Issue #18684: Fixed reading out of the buffer in the re module.
authorSerhiy Storchaka <storchaka@gmail.com>
Mon, 6 Jul 2015 10:58:33 +0000 (13:58 +0300)
committerSerhiy Storchaka <storchaka@gmail.com>
Mon, 6 Jul 2015 10:58:33 +0000 (13:58 +0300)
Misc/NEWS
Modules/_sre.c
Modules/sre_lib.h

index 8713f3135fe03c36dfea55ecac99b3e26d4ea681..f064e0ae9b8713a136de220e56c5e1ba6d8d5ea0 100644 (file)
--- a/Misc/NEWS
+++ b/Misc/NEWS
@@ -66,6 +66,8 @@ Core and Builtins
 Library
 -------
 
+- Issue #18684: Fixed reading out of the buffer in the re module.
+
 - Issue #24259: tarfile now raises a ReadError if an archive is truncated
   inside a data segment.
 
index 300d883cf6155667d8c13826282825469da487ae..d6fcda18b694dbbecb13f15d2d942483e4635162 100644 (file)

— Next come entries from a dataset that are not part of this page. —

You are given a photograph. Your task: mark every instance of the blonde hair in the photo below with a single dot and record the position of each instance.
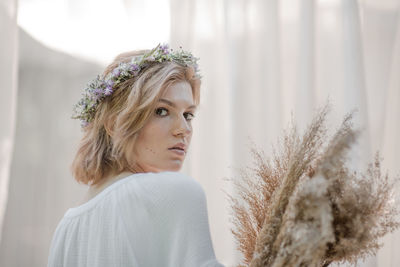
(106, 146)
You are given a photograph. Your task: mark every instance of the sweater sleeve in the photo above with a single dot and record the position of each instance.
(166, 221)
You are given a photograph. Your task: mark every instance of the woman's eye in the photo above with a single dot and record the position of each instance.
(189, 116)
(161, 111)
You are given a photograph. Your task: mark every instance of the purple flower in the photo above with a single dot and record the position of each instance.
(110, 83)
(108, 90)
(97, 91)
(165, 49)
(116, 72)
(134, 67)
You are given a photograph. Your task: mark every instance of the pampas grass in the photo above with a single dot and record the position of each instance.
(304, 207)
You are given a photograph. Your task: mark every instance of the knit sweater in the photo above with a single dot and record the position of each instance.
(145, 219)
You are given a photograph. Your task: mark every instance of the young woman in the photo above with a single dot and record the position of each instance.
(139, 210)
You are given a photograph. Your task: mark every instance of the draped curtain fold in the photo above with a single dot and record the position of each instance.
(8, 92)
(264, 60)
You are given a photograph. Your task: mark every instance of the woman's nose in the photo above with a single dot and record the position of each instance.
(182, 127)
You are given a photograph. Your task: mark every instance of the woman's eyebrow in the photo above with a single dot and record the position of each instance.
(173, 105)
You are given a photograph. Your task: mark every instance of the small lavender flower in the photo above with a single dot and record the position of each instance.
(134, 67)
(116, 72)
(108, 91)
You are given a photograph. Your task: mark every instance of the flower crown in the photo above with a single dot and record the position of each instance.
(102, 87)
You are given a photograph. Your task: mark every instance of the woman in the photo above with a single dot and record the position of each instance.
(139, 211)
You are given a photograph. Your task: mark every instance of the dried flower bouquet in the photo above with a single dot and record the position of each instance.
(304, 207)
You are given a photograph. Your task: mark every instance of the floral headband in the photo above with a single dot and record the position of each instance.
(102, 87)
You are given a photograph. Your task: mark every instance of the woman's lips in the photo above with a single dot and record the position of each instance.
(177, 151)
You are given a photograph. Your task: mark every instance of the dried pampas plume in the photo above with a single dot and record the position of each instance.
(304, 207)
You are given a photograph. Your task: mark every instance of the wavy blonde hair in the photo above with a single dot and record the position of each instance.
(106, 146)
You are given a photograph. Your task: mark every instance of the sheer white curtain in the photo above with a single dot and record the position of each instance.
(262, 60)
(8, 92)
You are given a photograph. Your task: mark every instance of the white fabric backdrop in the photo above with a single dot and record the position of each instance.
(262, 60)
(8, 92)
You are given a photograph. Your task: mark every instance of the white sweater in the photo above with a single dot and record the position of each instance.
(145, 219)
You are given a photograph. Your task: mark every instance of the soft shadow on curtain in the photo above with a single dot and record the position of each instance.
(8, 92)
(264, 60)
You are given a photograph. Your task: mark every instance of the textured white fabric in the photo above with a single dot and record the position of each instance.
(147, 219)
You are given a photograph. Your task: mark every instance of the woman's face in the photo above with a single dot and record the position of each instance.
(163, 142)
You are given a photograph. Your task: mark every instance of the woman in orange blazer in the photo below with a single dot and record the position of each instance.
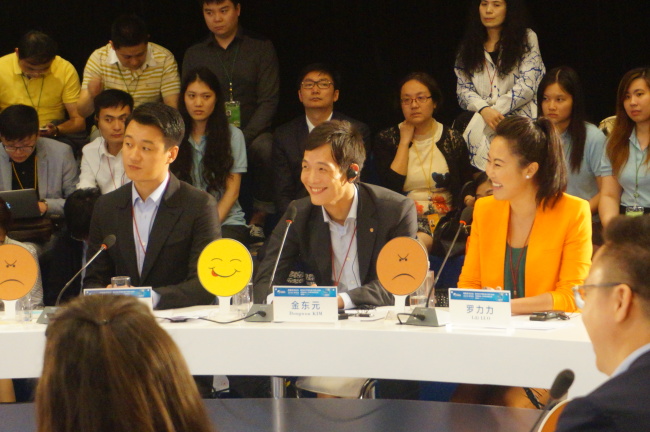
(530, 237)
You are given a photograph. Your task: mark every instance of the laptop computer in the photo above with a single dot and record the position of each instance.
(23, 204)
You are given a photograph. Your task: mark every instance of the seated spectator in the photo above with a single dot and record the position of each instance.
(129, 375)
(30, 162)
(530, 238)
(212, 156)
(34, 75)
(498, 69)
(318, 90)
(616, 314)
(143, 69)
(68, 254)
(421, 157)
(247, 67)
(562, 102)
(101, 163)
(625, 165)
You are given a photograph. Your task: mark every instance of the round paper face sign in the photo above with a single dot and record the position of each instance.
(225, 267)
(402, 265)
(18, 272)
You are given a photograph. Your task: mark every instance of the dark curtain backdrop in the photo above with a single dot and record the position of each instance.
(372, 42)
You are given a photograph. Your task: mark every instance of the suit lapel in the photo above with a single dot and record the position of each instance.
(321, 245)
(366, 231)
(166, 217)
(125, 234)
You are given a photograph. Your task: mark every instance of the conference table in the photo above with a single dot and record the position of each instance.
(381, 349)
(308, 415)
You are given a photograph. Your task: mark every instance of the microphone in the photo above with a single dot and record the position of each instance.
(559, 389)
(466, 217)
(291, 215)
(108, 242)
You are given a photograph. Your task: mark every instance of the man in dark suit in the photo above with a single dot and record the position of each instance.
(616, 313)
(318, 89)
(161, 223)
(341, 227)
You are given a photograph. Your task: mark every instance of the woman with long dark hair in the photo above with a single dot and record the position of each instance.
(626, 165)
(530, 237)
(561, 99)
(109, 367)
(421, 157)
(498, 69)
(212, 155)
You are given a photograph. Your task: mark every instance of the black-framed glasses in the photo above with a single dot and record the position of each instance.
(419, 99)
(580, 291)
(322, 84)
(14, 149)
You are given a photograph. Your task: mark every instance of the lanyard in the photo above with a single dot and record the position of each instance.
(128, 90)
(35, 174)
(40, 94)
(345, 260)
(232, 70)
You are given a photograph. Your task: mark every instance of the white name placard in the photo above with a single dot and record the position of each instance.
(479, 308)
(305, 304)
(141, 293)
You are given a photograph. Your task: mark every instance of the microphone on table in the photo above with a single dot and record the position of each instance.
(466, 218)
(264, 312)
(559, 389)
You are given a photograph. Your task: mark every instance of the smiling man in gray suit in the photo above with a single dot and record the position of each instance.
(161, 224)
(341, 227)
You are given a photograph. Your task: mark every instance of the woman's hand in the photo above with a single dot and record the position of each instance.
(492, 117)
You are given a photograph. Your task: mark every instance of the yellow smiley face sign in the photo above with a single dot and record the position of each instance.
(402, 265)
(225, 267)
(18, 272)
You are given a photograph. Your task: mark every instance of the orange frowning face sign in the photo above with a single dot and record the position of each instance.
(18, 272)
(402, 265)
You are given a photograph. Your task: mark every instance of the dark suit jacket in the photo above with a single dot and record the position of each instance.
(186, 222)
(381, 216)
(620, 404)
(288, 149)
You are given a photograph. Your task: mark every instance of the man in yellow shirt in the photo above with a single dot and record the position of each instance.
(34, 75)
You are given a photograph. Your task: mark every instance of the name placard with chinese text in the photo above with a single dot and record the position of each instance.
(305, 304)
(479, 308)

@@ -883,7 +883,7 @@ pattern_split(PatternObject* self, PyObject* args, PyObject* kw)
         }
 
         if (state.start == state.ptr) {
-            if (last == state.end)
+            if (last == state.end || state.ptr == state.end)
                 break;
             /* skip one character */
             state.start = (void*) ((char*) state.ptr + state.charsize);
@@ -1081,6 +1081,8 @@ pattern_subx(PatternObject* self, PyObject* ptemplate, PyObject* string,
 
 next:
         /* move on */
+        if (state.ptr == state.end)
+            break;
         if (state.ptr == state.start)
             state.start = (void*) ((char*) state.ptr + state.charsize);
         else
@@ -2567,6 +2569,9 @@ scanner_match(ScannerObject* self, PyObject *unused)
     PyObject* match;
     Py_ssize_t status;
 
+    if (state->start == NULL)
+        Py_RETURN_NONE;
+
     state_reset(state);
 
     state->ptr = state->start;
@@ -2578,10 +2583,14 @@ scanner_match(ScannerObject* self, PyObject *unused)

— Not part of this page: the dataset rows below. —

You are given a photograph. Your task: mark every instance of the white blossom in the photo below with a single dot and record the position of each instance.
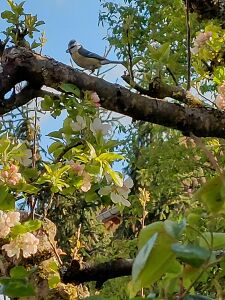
(79, 125)
(8, 220)
(98, 127)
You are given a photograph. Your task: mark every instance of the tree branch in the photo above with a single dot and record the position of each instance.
(22, 64)
(160, 90)
(208, 9)
(99, 273)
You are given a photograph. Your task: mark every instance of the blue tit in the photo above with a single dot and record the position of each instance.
(86, 59)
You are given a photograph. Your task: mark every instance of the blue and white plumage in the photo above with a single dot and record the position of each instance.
(87, 59)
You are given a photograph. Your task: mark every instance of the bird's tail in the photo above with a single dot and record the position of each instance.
(106, 62)
(117, 62)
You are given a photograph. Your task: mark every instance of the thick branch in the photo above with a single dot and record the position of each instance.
(160, 90)
(22, 64)
(208, 9)
(99, 273)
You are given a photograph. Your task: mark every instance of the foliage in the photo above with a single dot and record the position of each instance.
(177, 204)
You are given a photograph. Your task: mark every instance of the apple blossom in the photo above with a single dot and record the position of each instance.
(98, 127)
(8, 220)
(200, 41)
(11, 175)
(118, 194)
(95, 98)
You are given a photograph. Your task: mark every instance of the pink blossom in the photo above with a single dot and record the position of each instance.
(95, 98)
(200, 41)
(220, 101)
(98, 127)
(8, 220)
(86, 182)
(11, 175)
(79, 125)
(77, 168)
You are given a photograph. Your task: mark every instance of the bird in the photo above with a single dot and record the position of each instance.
(86, 59)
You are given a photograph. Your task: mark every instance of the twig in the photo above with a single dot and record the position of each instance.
(188, 45)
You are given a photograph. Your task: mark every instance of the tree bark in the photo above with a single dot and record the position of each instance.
(21, 64)
(99, 272)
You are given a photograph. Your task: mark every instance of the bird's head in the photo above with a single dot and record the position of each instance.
(73, 46)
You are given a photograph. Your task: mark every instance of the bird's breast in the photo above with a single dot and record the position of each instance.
(85, 62)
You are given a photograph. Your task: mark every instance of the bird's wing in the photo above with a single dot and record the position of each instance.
(84, 52)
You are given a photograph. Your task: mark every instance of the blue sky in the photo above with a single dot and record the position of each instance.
(66, 20)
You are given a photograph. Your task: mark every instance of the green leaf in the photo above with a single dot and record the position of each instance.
(212, 195)
(7, 15)
(161, 257)
(18, 288)
(55, 147)
(142, 257)
(55, 134)
(216, 238)
(96, 298)
(4, 145)
(53, 281)
(109, 157)
(47, 103)
(28, 226)
(35, 45)
(39, 23)
(19, 272)
(70, 88)
(27, 188)
(32, 225)
(116, 176)
(197, 297)
(193, 255)
(175, 229)
(4, 203)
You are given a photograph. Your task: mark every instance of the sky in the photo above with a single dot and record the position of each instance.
(66, 20)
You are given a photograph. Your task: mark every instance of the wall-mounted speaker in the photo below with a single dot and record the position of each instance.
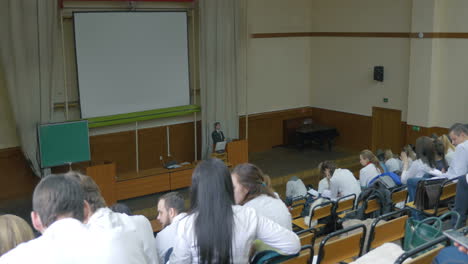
(378, 73)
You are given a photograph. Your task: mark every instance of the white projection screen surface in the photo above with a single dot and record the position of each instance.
(131, 61)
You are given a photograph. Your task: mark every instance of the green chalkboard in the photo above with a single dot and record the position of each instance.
(61, 143)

     match = pattern_new_match((PatternObject*) self->pattern,
                                state, status);
 
-    if (status == 0 || state->ptr == state->start)
+    if (status == 0)
+        state->start = NULL;
+    else if (state->ptr != state->start)
+        state->start = state->ptr;
+    else if (state->ptr != state->end)
         state->start = (void*) ((char*) state->ptr + state->charsize);
     else
-        state->start = state->ptr;
+        state->start = NULL;
 
     return match;
 }
@@ -2594,6 +2603,9 @@ scanner_search(ScannerObject* self, PyObject *unused)
     PyObject* match;
     Py_ssize_t status;
 
+    if (state->start == NULL)
+        Py_RETURN_NONE;
+
     state_reset(state);
 
     state->ptr = state->start;
@@ -2605,10 +2617,14 @@ scanner_search(ScannerObject* self, PyObject *unused)
     match = pattern_new_match((PatternObject*) self->pattern,
                                state, status);
 
-    if (status == 0 || state->ptr == state->start)
+    if (status == 0)
+        state->start = NULL;
+    else if (state->ptr != state->start)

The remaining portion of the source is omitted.